All four federal Labor MPs from the ACT have together condemned the prosecution of Bernard Collaery and Witness K ahead of an appeal on Monday in which Mr Collaery will challenge court orders that have shrouded his upcoming criminal trial in secrecy.
Canberra lawyer Mr Collaery and his client, the former spy Witness K, have been charged with breaching federal intelligence laws after Witness K took his concerns about an unlawful Australian bugging operation on Timor-Leste to the Hague.
Mr Collaery intends to fight to clear his name but the case has been limping towards an ACT Supreme Court trial. Its progress has been hobbled by delays and legal skirmishes, including the federal attorney-general's wielding of national security laws to have the case heard in secret and to prevent Mr Collaery choosing his own counsel.

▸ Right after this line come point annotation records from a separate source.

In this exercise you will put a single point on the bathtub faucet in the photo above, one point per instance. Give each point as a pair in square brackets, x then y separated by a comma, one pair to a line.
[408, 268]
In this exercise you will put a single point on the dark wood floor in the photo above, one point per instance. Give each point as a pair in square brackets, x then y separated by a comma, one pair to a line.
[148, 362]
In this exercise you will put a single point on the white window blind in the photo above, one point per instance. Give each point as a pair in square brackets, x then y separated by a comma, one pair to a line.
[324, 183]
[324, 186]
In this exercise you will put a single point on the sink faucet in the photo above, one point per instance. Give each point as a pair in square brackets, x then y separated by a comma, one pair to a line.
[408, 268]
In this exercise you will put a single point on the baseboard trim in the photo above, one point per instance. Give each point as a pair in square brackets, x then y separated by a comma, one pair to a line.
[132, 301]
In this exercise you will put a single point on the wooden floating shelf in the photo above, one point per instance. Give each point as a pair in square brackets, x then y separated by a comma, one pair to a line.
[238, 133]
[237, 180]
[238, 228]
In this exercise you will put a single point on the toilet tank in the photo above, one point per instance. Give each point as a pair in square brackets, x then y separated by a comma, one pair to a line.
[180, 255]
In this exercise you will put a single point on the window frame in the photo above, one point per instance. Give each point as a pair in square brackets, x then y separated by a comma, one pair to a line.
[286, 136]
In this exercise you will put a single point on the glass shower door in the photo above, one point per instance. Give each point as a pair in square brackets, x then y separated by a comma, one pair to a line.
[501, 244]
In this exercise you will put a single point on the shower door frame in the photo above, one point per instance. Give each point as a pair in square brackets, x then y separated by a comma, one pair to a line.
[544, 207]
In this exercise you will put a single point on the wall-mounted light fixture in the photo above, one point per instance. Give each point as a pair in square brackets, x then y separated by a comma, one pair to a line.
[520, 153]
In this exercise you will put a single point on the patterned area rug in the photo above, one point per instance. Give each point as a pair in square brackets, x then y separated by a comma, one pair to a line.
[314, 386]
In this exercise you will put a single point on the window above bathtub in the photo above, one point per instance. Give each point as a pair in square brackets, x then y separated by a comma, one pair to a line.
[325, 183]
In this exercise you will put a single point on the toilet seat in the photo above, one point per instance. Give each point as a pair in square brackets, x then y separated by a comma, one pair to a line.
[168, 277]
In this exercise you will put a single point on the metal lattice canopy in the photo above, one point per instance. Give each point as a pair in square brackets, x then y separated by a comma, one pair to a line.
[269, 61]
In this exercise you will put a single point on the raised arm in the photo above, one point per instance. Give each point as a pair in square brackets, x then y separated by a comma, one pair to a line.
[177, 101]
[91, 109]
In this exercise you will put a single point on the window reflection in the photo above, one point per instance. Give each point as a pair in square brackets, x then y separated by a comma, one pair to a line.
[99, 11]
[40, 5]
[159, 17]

On Monday, Mr Collaery will appeal against court orders granted in the attorney-general's favour to keep much of the case behind closed doors. The government says those orders are necessary to protect Australia's national security interests.
In a joint statement released on Monday, Senator Katy Gallagher and federal MPs Andrew Leigh, Alicia Payne and David Smith - four of the five ACT federal politicians not including senator Zed Seselja - gave the federal opposition's most coherent condemnation of the pair's prosecution yet.
"Canberrans are really concerned about this secret trial of Bernard Collaery and Witness K and they want the government to explain why it's necessary," Ms Payne told The Canberra Times.
She said the public deserved an explanation of why it was in the public interest to press on with the prosecution. In the statement, the group of four said the Morrison government had gone to "absurd" lengths to pursue the pair and that way it had dragged out the case was "unjust".
The united statement follows comments from Labor leader Anthony Albanese last year, who said: "The idea that there should be a prosecution of a whistle-blower, for what's a shameful part of Australia's history, is simply wrong."
Labor has not said what it would do if it was in government, a proposition becoming less of a hypothetical each week as the case drags on and the prospect of an election before the trial becomes more likely. Mr Albanese's words were the strongest hint yet.
However, it remains the subject of speculation because despite shadow attorney-general Mark Dreyfus' repeated attempts to seek government briefings about the prosecution, he and Labor remain as much in the dark about it as the public.
Ms Payne said the government's pursuit of Mr Collaery and Witness K and the moves to conceal matter from public view, spending millions of dollars in the process, were part of a broader shift towards more secrecy and less accountability in government.
The group said with the multiple scandals on Prime Minister Scott Morrison's watch for which he had failed to hold his ministers to account, the "double standards are breathtaking".